La jeune femme ne pensait pas que le tweet, qu’elle a diffusé en janvier dernier, allait prendre une telle ampleur et soulever un tel mouvement. Repris plus de 30 000 fois et aimé à plus de 68 000 reprises, son appel a multiplié les témoignages de nombreuses Japonaises, épuisées de devoir porter des chaussures à hauts talons quotidiennement, durant leurs heures de service. “Nous n’en pouvons plus, insiste-t-elle. La tenue vestimentaire exigée par le règlement de certaines entreprises japonaises ne devrait pas entraîner un tel inconfort : il y a des femmes qui ont changé de travail à cause de cette règle et parce que les talons qu’elles sont obligées de porter leur faisaient trop mal aux pieds et au dos.”
Yumi Ishikawa sait de quoi elle parle. La torture de la chaussure à hauts talons obligatoires, elle la connaît bien. En avril 2018, alors qu’elle commence un nouvel emploi à temps partiel, son entreprise lui précise que le port de talons hauts durant ses heures de service est obligatoire. Et ce matin-là du mois de janvier, elle n’en peut tout simplement plus. Les pieds endoloris, elle a décidé de dire stop. “Je me suis dit que c’était trop et que je ne devais pas être la seule à ressentir cela comme une injustice et une injonction sexiste : d’autres femmes devaient forcément être dans la même situation de ras-le-bol que moi.”
Discrimination sexuelle
Et puis surtout, elle se souvient qu’elle a déjà connu une situation de ce type auparavant, que cette obligation n’est pas une exception. “Lorsque j’avais 18 ans, je travaillais à temps partiel dans le salon d’un hôtel et je devais porter des chaussures à talons hauts toute la journée. J’avais été très surprise par ces contraintes, mais à l’époque, je pensais que cela faisait partie des bonnes manières féminines. J’ai accepté la situation. Puis au fur et à mesure des années, il m’a semblé que le problème était d’un autre ordre : celui de la discrimination sexuelle.”

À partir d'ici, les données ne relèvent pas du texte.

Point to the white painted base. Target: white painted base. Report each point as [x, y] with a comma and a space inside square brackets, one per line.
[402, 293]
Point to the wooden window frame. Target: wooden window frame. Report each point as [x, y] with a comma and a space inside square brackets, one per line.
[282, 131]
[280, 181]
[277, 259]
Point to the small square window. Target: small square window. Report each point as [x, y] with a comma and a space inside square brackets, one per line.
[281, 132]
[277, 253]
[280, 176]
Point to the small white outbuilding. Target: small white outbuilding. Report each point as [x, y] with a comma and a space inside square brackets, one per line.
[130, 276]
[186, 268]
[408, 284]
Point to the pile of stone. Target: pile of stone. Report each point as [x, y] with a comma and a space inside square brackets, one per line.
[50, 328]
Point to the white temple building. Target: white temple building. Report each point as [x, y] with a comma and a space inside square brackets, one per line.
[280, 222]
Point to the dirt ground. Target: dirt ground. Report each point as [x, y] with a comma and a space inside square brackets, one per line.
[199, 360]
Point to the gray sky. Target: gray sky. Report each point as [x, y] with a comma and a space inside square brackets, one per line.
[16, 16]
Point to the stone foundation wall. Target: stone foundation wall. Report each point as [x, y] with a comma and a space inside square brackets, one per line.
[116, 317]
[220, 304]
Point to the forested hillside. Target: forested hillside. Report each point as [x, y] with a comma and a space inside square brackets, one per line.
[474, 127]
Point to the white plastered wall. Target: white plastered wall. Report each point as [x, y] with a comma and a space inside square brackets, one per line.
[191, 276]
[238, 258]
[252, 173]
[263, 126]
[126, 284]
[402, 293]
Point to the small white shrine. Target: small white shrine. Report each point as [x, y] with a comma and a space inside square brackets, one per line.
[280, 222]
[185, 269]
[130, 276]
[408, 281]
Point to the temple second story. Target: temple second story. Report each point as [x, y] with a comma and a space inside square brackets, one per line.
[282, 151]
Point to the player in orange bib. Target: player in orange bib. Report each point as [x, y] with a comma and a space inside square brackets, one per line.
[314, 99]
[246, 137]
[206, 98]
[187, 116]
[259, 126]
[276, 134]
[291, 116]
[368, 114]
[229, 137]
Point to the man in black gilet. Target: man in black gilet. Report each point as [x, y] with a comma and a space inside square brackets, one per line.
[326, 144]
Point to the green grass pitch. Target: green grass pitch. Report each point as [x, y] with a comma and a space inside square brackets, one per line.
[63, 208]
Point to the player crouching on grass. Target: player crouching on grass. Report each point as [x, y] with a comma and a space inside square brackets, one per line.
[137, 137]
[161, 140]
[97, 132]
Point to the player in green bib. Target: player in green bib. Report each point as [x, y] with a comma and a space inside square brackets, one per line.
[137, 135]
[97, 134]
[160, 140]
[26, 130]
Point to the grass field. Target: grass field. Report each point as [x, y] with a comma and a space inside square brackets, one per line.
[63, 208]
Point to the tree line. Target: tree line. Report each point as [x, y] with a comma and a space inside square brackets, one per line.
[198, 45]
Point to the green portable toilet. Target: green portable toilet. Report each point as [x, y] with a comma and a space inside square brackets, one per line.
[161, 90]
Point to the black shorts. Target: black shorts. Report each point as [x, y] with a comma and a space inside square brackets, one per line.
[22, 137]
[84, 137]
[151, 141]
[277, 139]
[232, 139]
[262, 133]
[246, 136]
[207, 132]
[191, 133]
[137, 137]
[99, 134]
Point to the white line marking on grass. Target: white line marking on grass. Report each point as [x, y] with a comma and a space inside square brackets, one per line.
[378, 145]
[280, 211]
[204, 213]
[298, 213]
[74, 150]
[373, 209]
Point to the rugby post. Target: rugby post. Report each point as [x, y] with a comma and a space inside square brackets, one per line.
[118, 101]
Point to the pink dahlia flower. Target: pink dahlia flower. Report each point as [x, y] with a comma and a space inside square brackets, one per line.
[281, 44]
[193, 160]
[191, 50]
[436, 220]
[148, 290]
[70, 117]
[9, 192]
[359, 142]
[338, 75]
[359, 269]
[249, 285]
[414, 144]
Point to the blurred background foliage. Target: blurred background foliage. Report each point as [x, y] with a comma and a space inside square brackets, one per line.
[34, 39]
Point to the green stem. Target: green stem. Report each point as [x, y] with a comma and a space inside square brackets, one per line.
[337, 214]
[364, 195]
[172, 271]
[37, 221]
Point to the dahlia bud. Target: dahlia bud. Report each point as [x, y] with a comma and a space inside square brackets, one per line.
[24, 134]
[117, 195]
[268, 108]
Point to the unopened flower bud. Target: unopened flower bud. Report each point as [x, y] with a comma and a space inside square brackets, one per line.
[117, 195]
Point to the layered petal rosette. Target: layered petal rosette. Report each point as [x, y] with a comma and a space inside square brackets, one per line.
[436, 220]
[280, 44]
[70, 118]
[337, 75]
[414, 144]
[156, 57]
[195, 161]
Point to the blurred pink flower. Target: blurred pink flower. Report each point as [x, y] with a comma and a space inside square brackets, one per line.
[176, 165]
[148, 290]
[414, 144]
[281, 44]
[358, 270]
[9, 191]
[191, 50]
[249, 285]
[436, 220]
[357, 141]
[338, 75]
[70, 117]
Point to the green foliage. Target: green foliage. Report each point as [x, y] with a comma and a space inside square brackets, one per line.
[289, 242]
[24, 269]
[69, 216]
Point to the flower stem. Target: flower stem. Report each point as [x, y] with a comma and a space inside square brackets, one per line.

Elle ajoute : “L’éthique d’entreprise japonaise repose sur le principe que cela fait partie de la bonne éducation des femmes de porter des chaussures à talons hauts et des tenues très féminines : les femmes doivent être belles, porter des vêtements qui les mettent en valeur.” Les hommes, si on ne les force pas à porter des chaussures à talons ne sont pas forcément mieux lotis. En effet, les employés de bureau sont obligés de porter chemises, cravates et tailleurs au bureau, et ce même pendant les grandes chaleurs de l’été japonais. Face à la recrudescence de malaises et l’inconfort des employés, Yuriko Koike, actuelle gouverneure de Tokyo et ancienne ministre de l’environnement, avait alors initié la campagne Cool Biz en 2005 pour que ces salariés en nage soient libérés de cette obligation et puissent enfin laisser tomber la veste.
« Je ne vois pas ce qu’il y a d’impoli à porter des chaussures plates »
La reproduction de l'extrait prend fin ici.